I am having the same problem. I have a Sony Handcam - video Hi8. I have no special hardware on my computer to record to my hard drive or to DVD. My husband purchased a Software called DVD Express DX2. Well it cost $125 and you plug in your white and yellow wire in the little box and then your USB in the computer and it comes with a program called Capture Wizard and I think it sucks. Why can't they have a software that record to your hard drive and then you can use it to edit later. I have to use 3 different softwares to burn to a DVD. I use CApture Wizard to record to my hard drive and then Video Studio 9 to edit it and if you don't do it just right. You don't get the stuff you don't want out. Then to burn to a DVD you can use the same software, but it doesn't play on some DVDs. So you can't win. I know I should just trade in for a new camcorder, but they are expensive.
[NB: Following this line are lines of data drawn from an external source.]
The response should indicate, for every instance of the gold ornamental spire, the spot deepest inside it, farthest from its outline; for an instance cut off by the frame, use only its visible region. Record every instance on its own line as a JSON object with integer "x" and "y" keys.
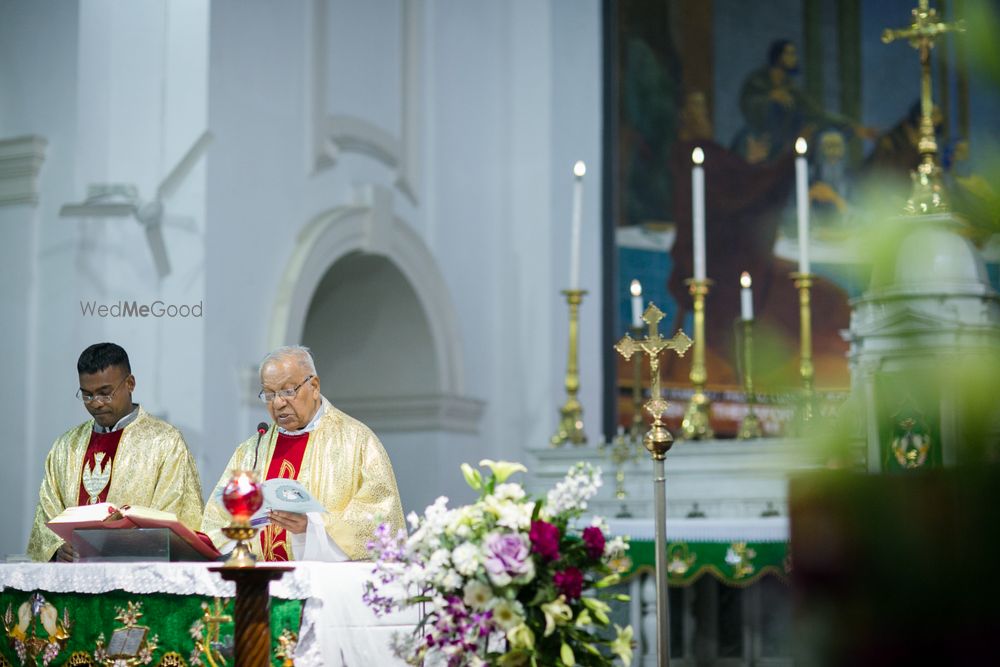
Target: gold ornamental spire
{"x": 927, "y": 195}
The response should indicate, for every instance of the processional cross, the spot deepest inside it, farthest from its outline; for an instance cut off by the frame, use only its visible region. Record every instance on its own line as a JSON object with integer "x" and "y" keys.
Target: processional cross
{"x": 657, "y": 440}
{"x": 927, "y": 196}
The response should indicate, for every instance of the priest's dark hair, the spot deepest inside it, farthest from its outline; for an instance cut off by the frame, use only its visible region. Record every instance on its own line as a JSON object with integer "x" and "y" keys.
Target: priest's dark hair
{"x": 99, "y": 356}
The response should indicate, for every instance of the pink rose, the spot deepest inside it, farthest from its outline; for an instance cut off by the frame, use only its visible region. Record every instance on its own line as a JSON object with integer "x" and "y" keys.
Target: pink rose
{"x": 594, "y": 539}
{"x": 544, "y": 539}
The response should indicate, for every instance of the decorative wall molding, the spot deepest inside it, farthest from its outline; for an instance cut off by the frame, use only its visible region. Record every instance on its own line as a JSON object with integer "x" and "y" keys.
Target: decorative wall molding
{"x": 432, "y": 412}
{"x": 21, "y": 161}
{"x": 333, "y": 133}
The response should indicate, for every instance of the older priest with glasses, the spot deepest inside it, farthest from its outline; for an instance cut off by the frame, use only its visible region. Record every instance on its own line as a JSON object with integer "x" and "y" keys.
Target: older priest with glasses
{"x": 335, "y": 457}
{"x": 123, "y": 455}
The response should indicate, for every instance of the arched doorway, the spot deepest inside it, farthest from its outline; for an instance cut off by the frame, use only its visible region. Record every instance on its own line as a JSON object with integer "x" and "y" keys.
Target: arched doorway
{"x": 369, "y": 335}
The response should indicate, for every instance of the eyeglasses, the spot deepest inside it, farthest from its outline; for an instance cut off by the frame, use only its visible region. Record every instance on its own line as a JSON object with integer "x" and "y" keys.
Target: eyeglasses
{"x": 87, "y": 397}
{"x": 287, "y": 394}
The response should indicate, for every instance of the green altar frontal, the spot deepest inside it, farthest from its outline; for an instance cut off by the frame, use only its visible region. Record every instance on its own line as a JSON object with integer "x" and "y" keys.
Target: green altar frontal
{"x": 119, "y": 629}
{"x": 737, "y": 552}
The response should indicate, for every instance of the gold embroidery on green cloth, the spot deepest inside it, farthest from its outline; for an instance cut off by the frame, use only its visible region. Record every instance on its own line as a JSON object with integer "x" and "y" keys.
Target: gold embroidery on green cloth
{"x": 208, "y": 647}
{"x": 911, "y": 438}
{"x": 286, "y": 648}
{"x": 739, "y": 556}
{"x": 129, "y": 645}
{"x": 38, "y": 630}
{"x": 172, "y": 659}
{"x": 679, "y": 559}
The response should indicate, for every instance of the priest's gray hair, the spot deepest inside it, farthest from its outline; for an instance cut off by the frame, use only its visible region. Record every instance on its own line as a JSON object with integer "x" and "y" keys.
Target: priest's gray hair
{"x": 297, "y": 353}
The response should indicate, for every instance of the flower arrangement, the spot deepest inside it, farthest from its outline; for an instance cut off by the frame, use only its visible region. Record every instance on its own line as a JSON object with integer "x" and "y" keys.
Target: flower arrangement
{"x": 507, "y": 581}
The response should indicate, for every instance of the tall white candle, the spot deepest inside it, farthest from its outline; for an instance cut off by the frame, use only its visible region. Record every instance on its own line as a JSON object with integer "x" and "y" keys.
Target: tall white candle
{"x": 636, "y": 289}
{"x": 746, "y": 297}
{"x": 579, "y": 169}
{"x": 802, "y": 203}
{"x": 698, "y": 211}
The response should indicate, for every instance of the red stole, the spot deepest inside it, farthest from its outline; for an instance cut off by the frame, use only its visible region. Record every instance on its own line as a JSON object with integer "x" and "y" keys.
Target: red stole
{"x": 286, "y": 464}
{"x": 103, "y": 446}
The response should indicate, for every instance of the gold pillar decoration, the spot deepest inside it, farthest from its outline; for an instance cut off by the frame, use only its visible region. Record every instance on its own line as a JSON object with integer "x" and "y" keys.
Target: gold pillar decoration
{"x": 571, "y": 413}
{"x": 928, "y": 195}
{"x": 750, "y": 424}
{"x": 696, "y": 424}
{"x": 658, "y": 441}
{"x": 803, "y": 281}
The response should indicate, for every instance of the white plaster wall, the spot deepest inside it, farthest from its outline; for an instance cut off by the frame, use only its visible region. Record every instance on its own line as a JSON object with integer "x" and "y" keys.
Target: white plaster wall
{"x": 502, "y": 99}
{"x": 37, "y": 75}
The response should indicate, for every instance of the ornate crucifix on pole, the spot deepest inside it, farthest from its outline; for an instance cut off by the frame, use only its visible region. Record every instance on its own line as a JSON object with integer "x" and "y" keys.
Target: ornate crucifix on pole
{"x": 657, "y": 440}
{"x": 927, "y": 195}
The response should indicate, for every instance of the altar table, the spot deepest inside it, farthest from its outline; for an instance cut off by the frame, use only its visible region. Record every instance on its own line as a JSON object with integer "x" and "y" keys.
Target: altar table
{"x": 737, "y": 552}
{"x": 321, "y": 602}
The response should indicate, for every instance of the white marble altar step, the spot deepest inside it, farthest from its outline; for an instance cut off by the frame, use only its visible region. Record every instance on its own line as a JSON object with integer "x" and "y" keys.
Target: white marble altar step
{"x": 725, "y": 478}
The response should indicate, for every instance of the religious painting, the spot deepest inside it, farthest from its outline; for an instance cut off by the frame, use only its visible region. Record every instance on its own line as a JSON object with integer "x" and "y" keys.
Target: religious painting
{"x": 742, "y": 84}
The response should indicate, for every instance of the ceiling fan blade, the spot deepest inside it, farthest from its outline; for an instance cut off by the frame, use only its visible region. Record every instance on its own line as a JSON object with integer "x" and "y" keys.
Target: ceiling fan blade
{"x": 154, "y": 236}
{"x": 96, "y": 210}
{"x": 180, "y": 171}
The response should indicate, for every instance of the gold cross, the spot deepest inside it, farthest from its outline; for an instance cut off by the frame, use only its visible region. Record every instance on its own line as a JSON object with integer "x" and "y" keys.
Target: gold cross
{"x": 927, "y": 195}
{"x": 658, "y": 438}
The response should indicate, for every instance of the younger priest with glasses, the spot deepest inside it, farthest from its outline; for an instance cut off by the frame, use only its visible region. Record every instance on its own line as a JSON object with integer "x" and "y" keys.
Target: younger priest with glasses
{"x": 123, "y": 456}
{"x": 335, "y": 457}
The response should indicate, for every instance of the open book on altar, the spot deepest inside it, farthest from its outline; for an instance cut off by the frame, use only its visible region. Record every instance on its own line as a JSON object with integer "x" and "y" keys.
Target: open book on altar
{"x": 103, "y": 531}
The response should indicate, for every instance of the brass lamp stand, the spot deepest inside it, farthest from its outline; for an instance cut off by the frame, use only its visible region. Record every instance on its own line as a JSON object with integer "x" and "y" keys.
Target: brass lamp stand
{"x": 571, "y": 413}
{"x": 750, "y": 424}
{"x": 803, "y": 281}
{"x": 696, "y": 424}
Many of those USB analog to digital capturing devices capture directly in MPEG format which is quite unsuitable for editing (although there are some packages around that can do it). The resulting video quality is often also not very impressive. If you have a lot of Hi8 tapes lying around and you don't want to upgrade to a new digital camcorder you can also try to find a second hand Digital8 camcorder (you should be able to find one from ebay for $50 or so). Get a Firewire card plus cable (costs $15). Then you can transfer the video in DV-AVI using almost evry video editing progrma plus a number of freeware applications. This will give you maximum quality; material that you can easily edit (e.g. with Microsoft MovieMaker which is included free in Windows) an can be imported in any DVD authoring program. But nevertheless: the best option to convert analog source (either it be VHS, Hi8 or whatever) is to use the pass-through option of a digital camcorder. The digitizing hardware in camcorders has been designed specially for this task, so it will generate best quality.